Forum Discussion
MS 365 and CMMC Level 1
CMMC Level 1 has 17 requirements. Does MS 365 address any of these requirements. NOT MS 365 + Azure but only MS 365. If so, please address each of the Level 1 requirements. If this is not the correct forum, please do a white paper.
Thank you.
Demps1787
2 Replies
Demps1787 thanks for the questions. We think of Microsoft 365 Government as part of our overall solutions to address the needs of CMMC. There are Azure products that are built into Microsoft 365 Government and others that you can apply based on the needs you have in your environment. For more details please reference the attached CMMC Level 1 slide that lists the Microsoft 365 Government GCC High solutions for compliance and what domain controls they address.
Dan:
Thank you for sending the PNG on the CMMC Level 1 domains. The response was more complex -- or just misunderstood -- than anticipated. In November 2019, DoD issued a compliance assessment grid showing that a specific CMMC Level 1 requirement was equal to a specific element of NIST-171 and therefore met a specific requirement of FAR 52.204-21. Example: FAR clause requires "limit system access to authorized users" which is a security element found at NIST-171, 3.1.1 and in turn the CMMC Matrix at A-4 will identify 3.1.1 as the CMMC Level 1 requirement (and CMMC further provides a "CMMC Clarification" at B-11 explaining NIST-171, 3.1.1). My Microsoft question is (and now I realize the preceding example is weak...): (1) the FAR clause requires "limit system access to authorized users" which (2) is a security element found at NIST-171, 3.1.1; which (3) is a requirement of CMMC Level 1; then (4) if MS 365 is installed with the network, then MS 365 can/will establish userID passwords for each user which will "limit system access to authorized users" because ... [how/why]. It's likely that MS response will include MFA because MFA is apparently a feature of MS 365. (BTW, my company's "MFA from MS 365" does not appear to work.) And then MS addresses the other 16 elements of the FAR clause and explains how MS 365 can satisfy (or not) the FAR clause requirements which equal CMMC Level 1. So the company's SSP for CMMC Level 1 is straightforward.

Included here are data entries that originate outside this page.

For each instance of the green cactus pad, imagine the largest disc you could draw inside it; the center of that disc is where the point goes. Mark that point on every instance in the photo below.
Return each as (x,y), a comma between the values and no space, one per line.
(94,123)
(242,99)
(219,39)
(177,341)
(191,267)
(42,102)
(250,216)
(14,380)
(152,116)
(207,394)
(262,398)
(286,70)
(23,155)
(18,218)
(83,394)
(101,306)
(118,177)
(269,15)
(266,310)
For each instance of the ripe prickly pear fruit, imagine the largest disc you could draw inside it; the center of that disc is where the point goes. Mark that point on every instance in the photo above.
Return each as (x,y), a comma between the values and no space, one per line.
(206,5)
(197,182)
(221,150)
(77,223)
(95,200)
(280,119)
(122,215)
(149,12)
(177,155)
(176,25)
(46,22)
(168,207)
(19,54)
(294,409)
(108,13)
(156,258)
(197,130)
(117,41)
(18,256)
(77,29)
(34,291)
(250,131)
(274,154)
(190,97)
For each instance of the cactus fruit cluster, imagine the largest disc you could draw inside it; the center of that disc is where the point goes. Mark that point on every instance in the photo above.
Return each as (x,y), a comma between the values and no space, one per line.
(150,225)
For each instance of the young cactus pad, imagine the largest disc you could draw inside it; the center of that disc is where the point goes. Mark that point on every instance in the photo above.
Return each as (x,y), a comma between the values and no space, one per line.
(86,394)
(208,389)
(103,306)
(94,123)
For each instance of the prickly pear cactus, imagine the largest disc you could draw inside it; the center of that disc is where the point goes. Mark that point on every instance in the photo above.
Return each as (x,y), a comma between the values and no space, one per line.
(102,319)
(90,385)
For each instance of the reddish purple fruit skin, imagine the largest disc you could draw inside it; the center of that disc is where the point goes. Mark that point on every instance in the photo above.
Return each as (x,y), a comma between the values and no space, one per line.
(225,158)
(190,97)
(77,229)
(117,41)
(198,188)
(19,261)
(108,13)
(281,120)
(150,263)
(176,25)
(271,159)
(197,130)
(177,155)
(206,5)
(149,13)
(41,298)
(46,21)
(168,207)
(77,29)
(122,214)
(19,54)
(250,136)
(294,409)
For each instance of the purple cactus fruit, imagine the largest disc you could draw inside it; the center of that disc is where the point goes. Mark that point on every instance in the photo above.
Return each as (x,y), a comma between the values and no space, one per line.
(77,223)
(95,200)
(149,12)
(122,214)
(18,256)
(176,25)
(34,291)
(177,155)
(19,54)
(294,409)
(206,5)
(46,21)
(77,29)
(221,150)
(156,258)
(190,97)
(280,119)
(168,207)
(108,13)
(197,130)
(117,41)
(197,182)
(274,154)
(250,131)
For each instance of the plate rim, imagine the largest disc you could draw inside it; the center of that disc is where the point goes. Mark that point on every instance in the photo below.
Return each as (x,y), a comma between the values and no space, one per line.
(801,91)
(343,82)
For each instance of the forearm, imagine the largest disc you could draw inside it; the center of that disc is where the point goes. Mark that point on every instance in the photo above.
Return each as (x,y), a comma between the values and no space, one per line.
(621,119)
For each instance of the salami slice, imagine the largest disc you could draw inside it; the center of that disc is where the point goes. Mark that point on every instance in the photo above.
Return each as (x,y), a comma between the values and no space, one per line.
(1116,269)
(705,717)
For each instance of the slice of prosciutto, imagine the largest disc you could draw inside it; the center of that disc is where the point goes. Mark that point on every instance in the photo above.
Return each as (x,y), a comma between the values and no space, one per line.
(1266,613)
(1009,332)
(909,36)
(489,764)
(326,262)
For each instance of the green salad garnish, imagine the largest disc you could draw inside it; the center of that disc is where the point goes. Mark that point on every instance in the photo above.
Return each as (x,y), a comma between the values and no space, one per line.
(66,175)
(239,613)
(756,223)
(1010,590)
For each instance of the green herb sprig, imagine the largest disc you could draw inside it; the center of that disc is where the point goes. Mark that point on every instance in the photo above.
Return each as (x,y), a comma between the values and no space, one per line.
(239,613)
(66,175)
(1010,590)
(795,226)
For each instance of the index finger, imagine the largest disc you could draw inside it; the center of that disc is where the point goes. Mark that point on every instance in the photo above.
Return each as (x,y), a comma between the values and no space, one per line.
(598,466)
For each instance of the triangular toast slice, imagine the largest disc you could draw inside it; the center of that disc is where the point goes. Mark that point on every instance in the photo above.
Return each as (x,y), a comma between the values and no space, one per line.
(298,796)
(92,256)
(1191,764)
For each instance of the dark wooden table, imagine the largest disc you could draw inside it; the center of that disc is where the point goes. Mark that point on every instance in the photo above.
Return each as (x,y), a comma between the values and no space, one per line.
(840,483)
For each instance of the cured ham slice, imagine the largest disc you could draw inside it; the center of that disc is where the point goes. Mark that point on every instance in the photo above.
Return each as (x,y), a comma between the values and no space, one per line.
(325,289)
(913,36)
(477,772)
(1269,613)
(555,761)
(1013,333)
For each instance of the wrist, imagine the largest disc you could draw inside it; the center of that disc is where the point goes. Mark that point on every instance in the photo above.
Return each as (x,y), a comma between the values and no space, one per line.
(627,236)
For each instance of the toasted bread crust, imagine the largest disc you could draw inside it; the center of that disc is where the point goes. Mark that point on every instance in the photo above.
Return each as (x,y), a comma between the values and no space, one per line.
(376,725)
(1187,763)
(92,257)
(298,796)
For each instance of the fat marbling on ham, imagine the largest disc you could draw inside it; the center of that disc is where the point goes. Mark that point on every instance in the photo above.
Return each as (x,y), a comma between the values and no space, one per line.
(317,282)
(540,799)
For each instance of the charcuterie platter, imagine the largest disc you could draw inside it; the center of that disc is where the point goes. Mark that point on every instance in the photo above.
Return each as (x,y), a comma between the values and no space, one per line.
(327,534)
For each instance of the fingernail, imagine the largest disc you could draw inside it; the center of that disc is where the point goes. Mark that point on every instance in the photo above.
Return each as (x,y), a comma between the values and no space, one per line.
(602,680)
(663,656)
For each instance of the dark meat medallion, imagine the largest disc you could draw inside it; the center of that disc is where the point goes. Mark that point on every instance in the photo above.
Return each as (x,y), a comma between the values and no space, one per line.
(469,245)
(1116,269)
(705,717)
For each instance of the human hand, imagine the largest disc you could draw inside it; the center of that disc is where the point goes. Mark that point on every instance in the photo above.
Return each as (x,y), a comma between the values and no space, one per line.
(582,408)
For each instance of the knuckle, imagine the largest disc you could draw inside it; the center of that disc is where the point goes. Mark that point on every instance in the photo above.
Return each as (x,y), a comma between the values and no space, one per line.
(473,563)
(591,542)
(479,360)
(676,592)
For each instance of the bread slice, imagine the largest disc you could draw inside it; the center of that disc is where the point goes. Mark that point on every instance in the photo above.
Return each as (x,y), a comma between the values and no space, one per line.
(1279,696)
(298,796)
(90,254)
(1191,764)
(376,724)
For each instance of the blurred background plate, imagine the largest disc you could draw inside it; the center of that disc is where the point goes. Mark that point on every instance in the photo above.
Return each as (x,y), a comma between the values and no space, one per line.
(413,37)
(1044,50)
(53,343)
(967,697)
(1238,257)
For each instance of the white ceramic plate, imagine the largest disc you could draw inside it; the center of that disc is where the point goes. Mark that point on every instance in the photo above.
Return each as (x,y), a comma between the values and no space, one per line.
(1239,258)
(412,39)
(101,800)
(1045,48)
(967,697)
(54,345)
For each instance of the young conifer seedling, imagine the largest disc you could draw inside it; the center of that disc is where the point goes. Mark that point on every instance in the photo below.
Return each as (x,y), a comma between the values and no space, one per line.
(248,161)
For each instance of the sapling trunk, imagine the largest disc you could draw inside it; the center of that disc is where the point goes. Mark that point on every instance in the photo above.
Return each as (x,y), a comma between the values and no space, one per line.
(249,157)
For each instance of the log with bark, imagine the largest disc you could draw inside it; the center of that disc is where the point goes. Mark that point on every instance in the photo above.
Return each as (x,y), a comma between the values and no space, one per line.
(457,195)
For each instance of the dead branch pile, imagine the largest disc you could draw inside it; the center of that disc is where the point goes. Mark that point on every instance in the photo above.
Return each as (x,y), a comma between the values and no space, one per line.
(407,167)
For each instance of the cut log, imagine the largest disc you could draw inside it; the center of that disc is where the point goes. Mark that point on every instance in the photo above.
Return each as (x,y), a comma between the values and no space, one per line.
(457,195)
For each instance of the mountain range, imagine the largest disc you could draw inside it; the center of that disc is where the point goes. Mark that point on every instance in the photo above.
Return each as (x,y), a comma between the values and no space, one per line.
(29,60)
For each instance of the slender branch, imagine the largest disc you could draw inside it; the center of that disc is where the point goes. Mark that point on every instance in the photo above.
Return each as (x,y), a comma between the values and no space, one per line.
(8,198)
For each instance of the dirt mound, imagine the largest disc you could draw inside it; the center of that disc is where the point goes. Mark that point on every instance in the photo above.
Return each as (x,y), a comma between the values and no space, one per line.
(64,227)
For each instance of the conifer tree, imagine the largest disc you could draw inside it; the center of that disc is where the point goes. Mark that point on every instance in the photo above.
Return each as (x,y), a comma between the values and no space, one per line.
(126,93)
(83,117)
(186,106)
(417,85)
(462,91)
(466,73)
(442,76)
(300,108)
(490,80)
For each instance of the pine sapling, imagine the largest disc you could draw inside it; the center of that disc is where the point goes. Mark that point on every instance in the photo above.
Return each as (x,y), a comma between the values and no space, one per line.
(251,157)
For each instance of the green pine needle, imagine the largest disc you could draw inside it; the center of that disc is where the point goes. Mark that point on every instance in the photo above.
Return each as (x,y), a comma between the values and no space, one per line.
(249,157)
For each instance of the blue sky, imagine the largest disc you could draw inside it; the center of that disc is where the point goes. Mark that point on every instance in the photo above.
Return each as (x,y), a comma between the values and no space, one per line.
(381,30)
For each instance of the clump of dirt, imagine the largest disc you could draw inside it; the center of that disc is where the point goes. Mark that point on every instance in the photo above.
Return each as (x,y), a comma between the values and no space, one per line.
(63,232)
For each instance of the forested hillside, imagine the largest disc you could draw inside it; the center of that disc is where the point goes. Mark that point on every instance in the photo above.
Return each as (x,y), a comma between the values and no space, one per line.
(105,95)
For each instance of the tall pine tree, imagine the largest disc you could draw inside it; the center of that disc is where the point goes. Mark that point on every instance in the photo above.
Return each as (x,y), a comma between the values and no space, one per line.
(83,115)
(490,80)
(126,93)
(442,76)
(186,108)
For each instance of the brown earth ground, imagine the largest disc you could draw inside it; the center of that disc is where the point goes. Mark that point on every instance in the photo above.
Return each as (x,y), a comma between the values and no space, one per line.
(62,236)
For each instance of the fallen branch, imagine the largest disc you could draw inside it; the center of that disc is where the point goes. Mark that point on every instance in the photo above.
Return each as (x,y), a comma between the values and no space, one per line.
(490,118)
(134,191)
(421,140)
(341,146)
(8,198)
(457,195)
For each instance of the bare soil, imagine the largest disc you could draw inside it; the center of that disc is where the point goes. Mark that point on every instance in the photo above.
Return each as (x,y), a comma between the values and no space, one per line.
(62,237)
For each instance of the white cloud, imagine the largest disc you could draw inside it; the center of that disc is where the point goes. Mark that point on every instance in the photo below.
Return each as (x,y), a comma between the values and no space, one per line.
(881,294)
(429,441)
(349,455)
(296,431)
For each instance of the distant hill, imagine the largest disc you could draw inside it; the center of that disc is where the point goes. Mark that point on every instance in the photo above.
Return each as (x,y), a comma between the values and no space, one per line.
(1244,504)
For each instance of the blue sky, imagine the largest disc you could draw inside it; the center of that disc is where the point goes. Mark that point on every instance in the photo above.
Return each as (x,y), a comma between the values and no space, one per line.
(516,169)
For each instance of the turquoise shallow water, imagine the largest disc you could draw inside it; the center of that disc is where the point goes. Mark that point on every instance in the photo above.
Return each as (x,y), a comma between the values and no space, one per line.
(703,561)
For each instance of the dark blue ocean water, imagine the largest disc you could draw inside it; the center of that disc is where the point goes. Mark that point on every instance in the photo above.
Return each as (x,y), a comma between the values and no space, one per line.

If the MS 365 user knows that x of 17 CMMC Level 1 requirements are within MS 365's capabilities (or Microsoft Defender capabilities), then (among other things), the company may only need a limited (i.e., less expensive) "gap analysis" and can devote resources to addressing the MS 365 security gaps (e.g., some elements of MS 365 Managed Defense) and on training. But your initial response for CMMC Level 1 appeared to require an Azure account and other seemingly unnecessary subscriptions. So the apparent response is "No, MS 365 only covers about 2-4 CMMC Level 1 requirements and they are ..." Because it seems virtually certain that the entire federal government will adopt CMMC perhaps MS should consider developing an updated MS 365 that meets all of Level 1 and is the preferred springboard to Level 3.